I love my Wifi lifx bulbs. Amazing output, low latency, and the standby usage is 0.7w when off. My biggest complaint is there is no physical switch to turn them on and off. Using my phone is slower than a switch, and if I switch them off they won't be able to come back on with my phone or IFTTT schedule. 0.7w seems low to me for standby.


According to this [1], an iPhone 4 only uses 0.024W on networked standby. So 0.7W per bulb is not really low.

Even worse, it's above the EU limit which mandates <0.5W (since 2013) [2].

[1] https://www.iea.org/media/workshops/2012/network/3ViegandSes...

[2] https://en.wikipedia.org/wiki/EC_Regulation_No._1275/2008


"0.7w seems low to me for standby."

Affordable for many, yes, but IMO, for a LED lightbulb, that's horrendous. Let's do the math: 0.7W full time is 16,8 Wh a day.

In use, a 1000 lumen bright LED bulb uses 14W. If we assume you have it switched on 12 hours a day, that 0.7W at 24 hours a day adds 10% to its power usage.

More realistically, your LED bulb will take 10W, and be on for four hours a day, for 40Wh. That means that 16,8Wh adds almost 50% to your power usage.

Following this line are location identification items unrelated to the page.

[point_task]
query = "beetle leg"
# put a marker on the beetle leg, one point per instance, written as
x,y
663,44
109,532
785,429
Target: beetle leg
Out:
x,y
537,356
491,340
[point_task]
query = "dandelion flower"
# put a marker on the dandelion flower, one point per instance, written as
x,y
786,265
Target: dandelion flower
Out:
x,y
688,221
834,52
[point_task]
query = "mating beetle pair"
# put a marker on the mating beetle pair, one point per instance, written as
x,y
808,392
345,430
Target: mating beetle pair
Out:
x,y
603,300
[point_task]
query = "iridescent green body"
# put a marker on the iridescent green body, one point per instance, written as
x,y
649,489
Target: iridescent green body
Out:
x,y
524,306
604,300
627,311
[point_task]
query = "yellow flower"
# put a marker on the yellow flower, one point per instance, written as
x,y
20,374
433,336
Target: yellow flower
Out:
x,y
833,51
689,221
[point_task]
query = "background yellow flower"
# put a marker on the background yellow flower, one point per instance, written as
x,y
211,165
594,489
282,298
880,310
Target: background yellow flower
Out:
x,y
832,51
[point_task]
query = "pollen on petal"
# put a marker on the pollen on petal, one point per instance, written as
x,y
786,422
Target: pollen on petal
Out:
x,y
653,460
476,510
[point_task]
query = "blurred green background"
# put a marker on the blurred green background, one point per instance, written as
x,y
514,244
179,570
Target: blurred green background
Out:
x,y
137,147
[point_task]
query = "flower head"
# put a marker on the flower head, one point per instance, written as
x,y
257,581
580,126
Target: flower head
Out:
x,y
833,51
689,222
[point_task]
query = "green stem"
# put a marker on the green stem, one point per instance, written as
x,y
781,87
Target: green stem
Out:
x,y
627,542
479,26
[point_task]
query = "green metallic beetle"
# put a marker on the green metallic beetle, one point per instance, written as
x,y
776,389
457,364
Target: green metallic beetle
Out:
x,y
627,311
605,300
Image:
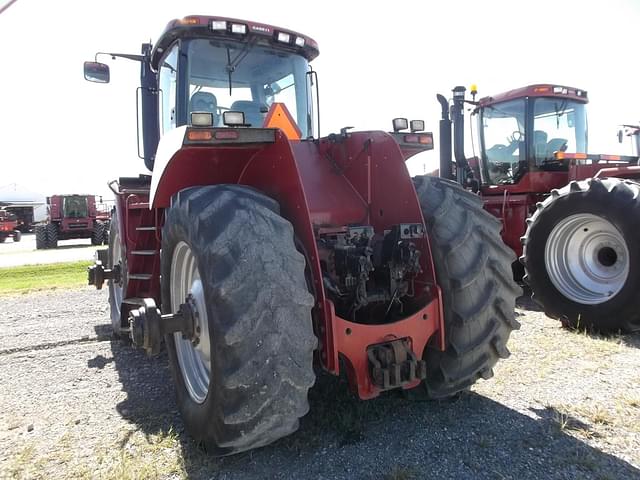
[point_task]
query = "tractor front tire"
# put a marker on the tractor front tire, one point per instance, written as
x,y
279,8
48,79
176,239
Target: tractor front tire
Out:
x,y
473,271
582,255
41,237
245,383
97,236
52,235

And I think the typical bulb will use even less power and an even lower duty cycle. 8W, 2 hours a day, and you have a radio broadcaster that occasionally switches on a light :-)

By the way, 0.7W also is also against the spirit of an EU directive on power consumption (http://eur-lex.europa.eu/legal-content/EN/TXT/?uri=CELEX:320...), which by now (it's over four years after this came into force) states:

The power consumption of equipment in any condition providing only a reactivation function, or providing only a reactivation function and a mere indication of enabled reactivation function, shall not exceed 0,50 W.

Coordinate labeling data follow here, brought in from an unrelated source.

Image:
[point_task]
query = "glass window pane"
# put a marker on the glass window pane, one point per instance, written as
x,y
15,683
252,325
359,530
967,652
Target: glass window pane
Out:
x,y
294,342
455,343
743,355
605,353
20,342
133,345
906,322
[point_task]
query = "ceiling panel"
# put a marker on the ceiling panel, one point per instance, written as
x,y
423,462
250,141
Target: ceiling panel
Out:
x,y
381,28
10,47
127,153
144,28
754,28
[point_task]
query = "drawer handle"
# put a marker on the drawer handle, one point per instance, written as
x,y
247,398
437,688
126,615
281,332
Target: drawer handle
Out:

What if wall switches were replaced by very simple phones...or even watches. It would effectively be running the one app all of the time, defaulted to the lights in the room. There could even be some sort of hard-wire bus between this switch and the bulbs, to communicate through RF interference.


With the drastic price fall of Android tablets (mostly the Amazon Fire) - there have been a few enterprising people that have hacked them into basically being "smart switches" for their homes.

The results are still a little too janky for my taste but the costs are getting there.


Or just use something like the Philips Hue Tap [1], which sends an RF signal (ZigBee) solely using the energy from your button press (no batteries).

[1] http://www2.meethue.com/en-us/productdetail/philips-hue-tap-...


I wish this would work with LIFX. I refuse to go to Hue but man I want a physical switch.


Since touch screen tend to break and are expensive to replace, I suggest that we instead use a simple button interface. I'm sure you could find some kind of USB button that you can hook up to the phone on your wall.


Zigbee hardware switch: $36 https://www.amazon.com/GE12722-Z-Wave-Wireless-Lighting-Cont... 7 inch touchscreen android tablet: $39 https://www.amazon.com/gp/product/B01CGSWYFM/

The zigbee switch also has a relay in it, which is the majority of the cost, but if you're controlling a bulb with a built-in receiver, you're not using that relay. There really aren't much cheaper zigbee, zwave, wifi or bluetooth wall switches.


This is what I do. I use my old android phones, on a dedicated network.

I'm also building a RPI kiosk to manage them


The 0x56 that is shown as the first packet data byte when setting new color/intensity is ASCII for 'V'. Perhaps for "Value"?

Always fun to theorize about hidden names, considering that somewhere somebody probably reasoned themselves into picking 0x56 over the other values.


I found the use of a simple binary protocol rather unexpected but pleasant; it is reminiscent of I2C. Given what the software industry is like today, I was actually expecting some ridiculous combination of HTTP, JSON, SOAP, XML, or a similar level of bloat... for once, it's good to see some down-to-earth sanity here.